Some observers have noted that The Shape of Water spoke to the older Academy members who appreciated the period-movie setting. One voter explained that he saw it as a "love letter to Hollywood and movies” while a second expanded, saying “It’s a movie-lover’s movie.” It was seen as a movie that wears its old-school cinematic influences on its sleeve while being brave enough to explore new horizons with both lead characters being mute. In the end, The Shape of Water won because the Academy liked it the best - it offered an escape into a romantic fantasy.

It's also worth noting that The Shape of Water won for Original Score. Alexander Desplat composed his score to give voice to the film’s two mute characters (the amphibious creature and the cleaning woman, whose theme was whistled by Desplat himself). The "voice" took the form of a South American bandoneon style accordion, which was included to suggest the creature’s geographical home.
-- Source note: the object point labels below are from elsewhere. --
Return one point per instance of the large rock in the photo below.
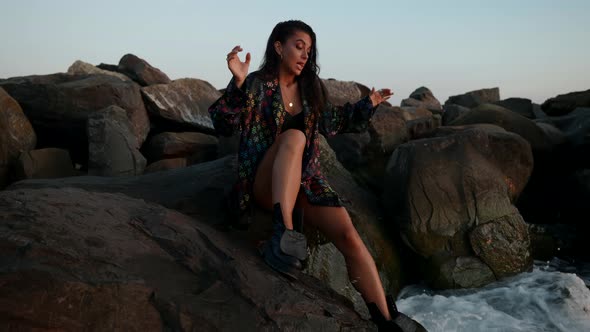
(439, 190)
(341, 92)
(511, 121)
(521, 106)
(58, 106)
(80, 67)
(196, 147)
(77, 260)
(184, 101)
(16, 135)
(112, 147)
(199, 191)
(141, 71)
(423, 97)
(475, 98)
(565, 103)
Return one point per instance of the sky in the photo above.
(535, 49)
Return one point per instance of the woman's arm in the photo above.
(226, 111)
(351, 117)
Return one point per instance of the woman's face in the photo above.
(295, 52)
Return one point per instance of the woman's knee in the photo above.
(351, 243)
(293, 139)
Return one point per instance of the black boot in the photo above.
(399, 322)
(294, 242)
(271, 250)
(383, 325)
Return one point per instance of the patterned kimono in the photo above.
(257, 111)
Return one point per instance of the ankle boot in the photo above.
(383, 325)
(399, 321)
(271, 250)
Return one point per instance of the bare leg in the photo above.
(278, 176)
(336, 225)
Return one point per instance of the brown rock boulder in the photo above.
(196, 147)
(76, 260)
(48, 163)
(16, 135)
(511, 121)
(112, 147)
(141, 71)
(438, 190)
(423, 97)
(565, 103)
(58, 106)
(475, 98)
(184, 101)
(199, 191)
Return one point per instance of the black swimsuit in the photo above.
(293, 122)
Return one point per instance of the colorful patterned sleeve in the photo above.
(347, 118)
(226, 111)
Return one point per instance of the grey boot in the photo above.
(272, 252)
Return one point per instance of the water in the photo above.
(553, 297)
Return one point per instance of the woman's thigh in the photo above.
(334, 222)
(262, 186)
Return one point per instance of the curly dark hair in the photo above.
(308, 80)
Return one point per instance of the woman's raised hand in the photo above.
(379, 96)
(238, 68)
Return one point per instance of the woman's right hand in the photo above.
(238, 68)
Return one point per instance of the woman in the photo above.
(281, 110)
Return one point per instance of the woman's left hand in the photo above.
(379, 96)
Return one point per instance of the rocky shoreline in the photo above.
(113, 186)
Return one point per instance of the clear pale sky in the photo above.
(533, 49)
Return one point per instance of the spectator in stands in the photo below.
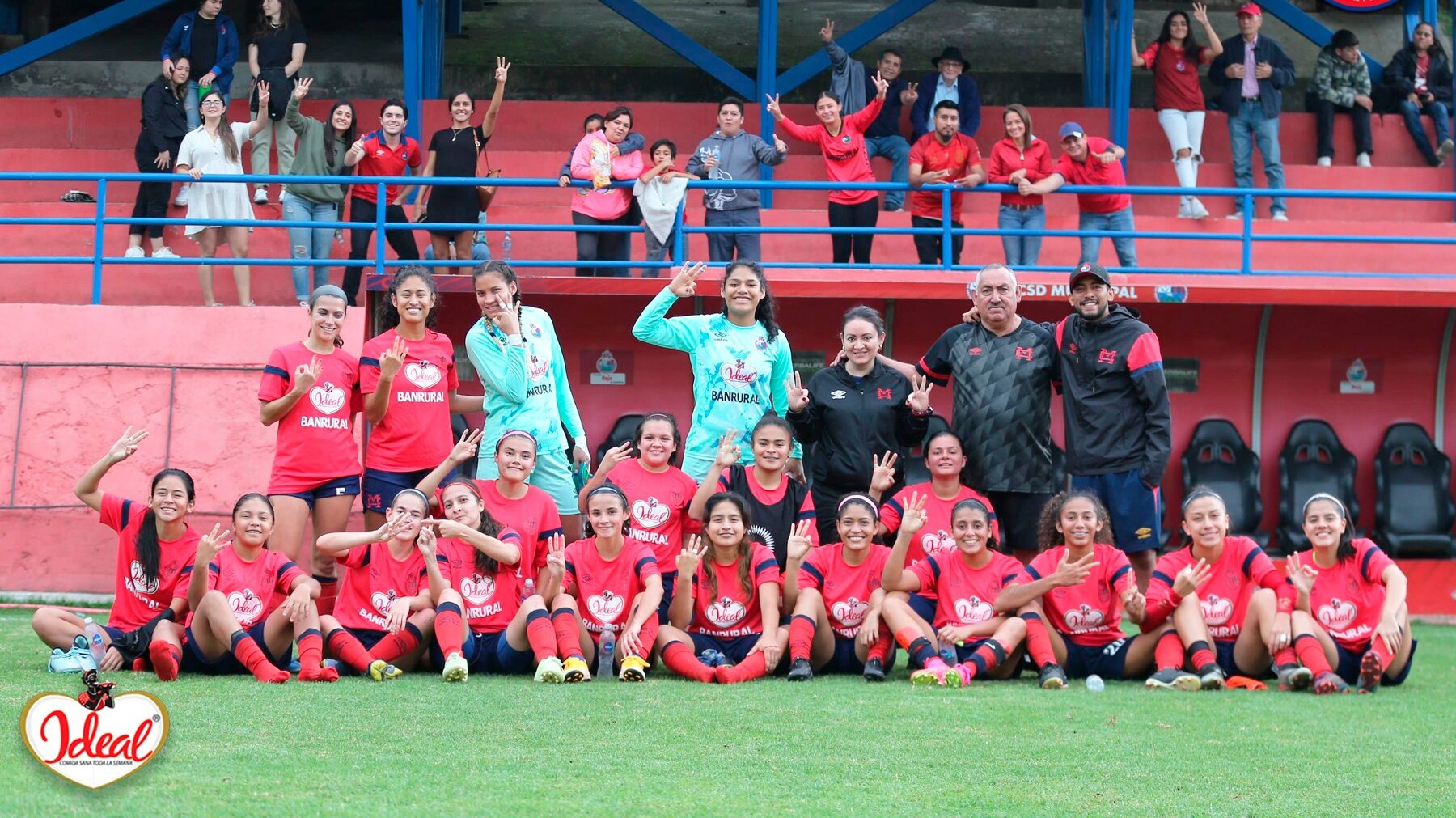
(387, 151)
(456, 151)
(163, 124)
(1420, 78)
(1343, 85)
(948, 83)
(939, 158)
(322, 150)
(599, 159)
(842, 142)
(658, 193)
(276, 57)
(1017, 158)
(1092, 160)
(1250, 74)
(1174, 60)
(734, 156)
(216, 147)
(851, 83)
Frances McDormand, Best Actress for Three Billboards Outside Ebbing, Missouri

Frances McDormand's award as Best Actress wasn't a great surprise but it did give pause to observers who questioned how the Three Billboards Outside Ebbing, Missouri could work, given the movie's unsettling subject matter.

McDormand succeeded in bringing director Martin McDonagh's vision to life as she portrayed a grieving mother who was prepared to take on her town's citizens, her friends and powerful authorities in her pursuit of justice for her murdered daughter.

The film focuses on Mildred Hayes who rents three local billboards in an attempt to draw attention to the lackluster police investigation into the murder. The comedy is interspersed between unthinkably painful, banal and idiotic happenings and McDormand makes it come together in this scorching, tragicomedy.

Through her acting McDormand keeps the film from getting stuck in the hold of a morality play and brings it into the realm of an unblinking depiction of white, working-class America without simplifying or sanitizing reality or presenting events as simple right or wrong. Her portrayal hovers between nuance and complexity as she interacts with characters whose humanity extends beyond their bad behavior.

It's rumored that McDormand based her character on John Wayne, combining a fierce pursuit of justice with a certain silliness and playfulness as she demonstrates how to temper devastation with hope.

Gary Oldman, Best Actor for Darkest Hour

It's hard to imagine the dark terror that England faced in 1940 as it was targeted by Germany's Blitzrkieg. The German army had already overrun much of Europe and seemed invincible. America was not yet supporting Great Britain, Russia was crumbling and the Germans had made their intention of conquering all of Europe clear.

Gary Oldman was chosen to portray one of the 20th century's greatest statesmen, Winston Churchill, who led England through the dark days of World War II after the country lost faith in apologist Neville Chamberlain. Oldman is not acting in a historical drama as much as he demonstrates how England, under his leadership, moved through the early days of WWII through the political intrigues of the British parliament, royalty and diplomatic relations with the United States.

The movie covers the period of May to June 1940, the first few weeks of Churchill’s premiership when powerful voices in the upper echelons of the British government were clamoring for negotiation with Germany. Darkest Hour is Churchill versus his cabinet as events move briskly and decisions can mean the life or death of thousands. Oldman successfully shows how Churchill’s alienation from many of his peers was juxtaposed with a camaraderie with his countrymen through the dark early days of the war and the crucial decisions involved in evacuating Dunkirk.

Oldman disappears into his role completely, giving the audience the full Churchill... at turns affectionate, full of self-doubt, witty, merry and drunkenly rebarbative. Most Oscar observers were not surprised to see Oldman walk away with the Best Actor Award.